Scleral lenses may have a pronounced effect on microbial growth in the conjunctiva, a study in Contact Lens & Anterior Eye suggests. The team of Turkish researchers also found a majority of patients who wore scleral lenses had no bacterial growth on their conjunctiva compared with non-lens wearers.

The investigation enrolled 26 scleral lens patients (10 males and 16 females) and 25 healthy controls (9 males and 16 females). The participants were approximately 40 years old, and patients in the scleral lens group wore their lenses for roughly 13 months.

The investigators obtained samples from the lower fornices of the patients’ eyes using sterile swabs and created bacterial cultures.

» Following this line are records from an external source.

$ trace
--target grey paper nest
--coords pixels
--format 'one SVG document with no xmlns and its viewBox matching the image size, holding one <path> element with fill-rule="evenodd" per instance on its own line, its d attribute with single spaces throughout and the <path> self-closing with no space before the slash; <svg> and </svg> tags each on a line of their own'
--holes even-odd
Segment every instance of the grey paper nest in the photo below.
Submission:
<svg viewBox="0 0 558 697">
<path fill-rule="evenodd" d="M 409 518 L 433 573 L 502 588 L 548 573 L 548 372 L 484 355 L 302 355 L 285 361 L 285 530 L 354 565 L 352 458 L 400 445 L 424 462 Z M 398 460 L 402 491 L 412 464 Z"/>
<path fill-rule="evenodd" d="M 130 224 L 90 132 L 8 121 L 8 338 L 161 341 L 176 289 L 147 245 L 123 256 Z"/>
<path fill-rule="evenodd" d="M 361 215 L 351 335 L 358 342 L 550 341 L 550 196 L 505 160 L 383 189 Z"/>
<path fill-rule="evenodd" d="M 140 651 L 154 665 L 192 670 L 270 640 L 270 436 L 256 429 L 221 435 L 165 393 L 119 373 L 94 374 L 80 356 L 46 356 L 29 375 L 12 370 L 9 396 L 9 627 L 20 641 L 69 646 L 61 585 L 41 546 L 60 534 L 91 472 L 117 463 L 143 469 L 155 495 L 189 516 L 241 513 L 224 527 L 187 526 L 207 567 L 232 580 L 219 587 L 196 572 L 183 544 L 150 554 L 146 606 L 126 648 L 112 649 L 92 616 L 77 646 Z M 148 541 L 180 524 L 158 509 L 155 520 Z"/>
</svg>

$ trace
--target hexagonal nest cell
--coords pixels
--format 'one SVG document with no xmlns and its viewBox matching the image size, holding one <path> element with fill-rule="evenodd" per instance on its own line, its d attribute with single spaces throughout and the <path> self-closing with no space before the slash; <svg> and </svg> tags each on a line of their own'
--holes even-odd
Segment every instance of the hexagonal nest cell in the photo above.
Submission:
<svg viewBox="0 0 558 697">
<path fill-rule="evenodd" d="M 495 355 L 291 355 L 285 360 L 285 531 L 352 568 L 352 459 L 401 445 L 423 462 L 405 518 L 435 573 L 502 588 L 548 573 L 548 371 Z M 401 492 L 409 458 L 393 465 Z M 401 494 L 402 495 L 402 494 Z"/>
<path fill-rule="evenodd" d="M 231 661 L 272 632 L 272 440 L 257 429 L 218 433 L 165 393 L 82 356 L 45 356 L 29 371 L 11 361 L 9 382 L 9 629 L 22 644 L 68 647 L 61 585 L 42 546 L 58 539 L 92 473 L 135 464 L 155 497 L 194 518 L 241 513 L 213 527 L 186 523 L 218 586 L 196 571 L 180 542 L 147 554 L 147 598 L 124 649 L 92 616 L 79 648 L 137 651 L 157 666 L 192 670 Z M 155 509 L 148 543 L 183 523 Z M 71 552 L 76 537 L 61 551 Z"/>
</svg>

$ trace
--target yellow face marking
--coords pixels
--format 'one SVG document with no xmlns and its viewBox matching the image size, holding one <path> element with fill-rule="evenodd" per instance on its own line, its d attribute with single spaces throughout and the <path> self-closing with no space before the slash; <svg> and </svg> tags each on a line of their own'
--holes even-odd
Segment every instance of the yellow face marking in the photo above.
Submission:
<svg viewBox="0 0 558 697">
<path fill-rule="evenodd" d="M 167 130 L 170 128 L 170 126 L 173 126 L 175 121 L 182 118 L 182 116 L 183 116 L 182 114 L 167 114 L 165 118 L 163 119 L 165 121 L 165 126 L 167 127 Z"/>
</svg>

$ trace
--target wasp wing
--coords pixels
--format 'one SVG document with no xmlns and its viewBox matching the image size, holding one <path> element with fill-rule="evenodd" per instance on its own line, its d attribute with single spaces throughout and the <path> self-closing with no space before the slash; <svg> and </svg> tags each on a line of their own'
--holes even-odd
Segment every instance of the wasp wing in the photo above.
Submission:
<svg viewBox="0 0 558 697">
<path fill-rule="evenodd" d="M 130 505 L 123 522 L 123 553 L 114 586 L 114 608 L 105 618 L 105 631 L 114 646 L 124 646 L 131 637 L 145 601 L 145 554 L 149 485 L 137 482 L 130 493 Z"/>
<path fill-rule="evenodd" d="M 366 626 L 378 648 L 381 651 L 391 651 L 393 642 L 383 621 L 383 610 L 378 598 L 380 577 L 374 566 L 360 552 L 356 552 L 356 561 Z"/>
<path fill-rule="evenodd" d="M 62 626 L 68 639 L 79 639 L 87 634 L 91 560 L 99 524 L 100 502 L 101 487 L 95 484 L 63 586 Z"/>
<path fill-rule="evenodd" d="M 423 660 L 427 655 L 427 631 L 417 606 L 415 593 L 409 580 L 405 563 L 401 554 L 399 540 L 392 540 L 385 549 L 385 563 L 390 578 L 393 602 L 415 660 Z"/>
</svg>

After a one-to-two day incubation period, the researchers analyzed the growth of different colonies of bacteria.

No bacterial growth was detected in 17 of the 26 eyes in the scleral lens group (65.4%) compared with only five of the 25 eyes in the control group (20%).

The researchers reported the most common microorganisms they observed in both groups were Staphylococcus epidermidis and Staphylococcus aureus.

Dogan C, Bahar Tokman H, Mergen B, et al. Effect of scleral lens use on conjunctival microbiota. Con Lens Anterior Eye. November 16, 2019. [Epub ahead of print].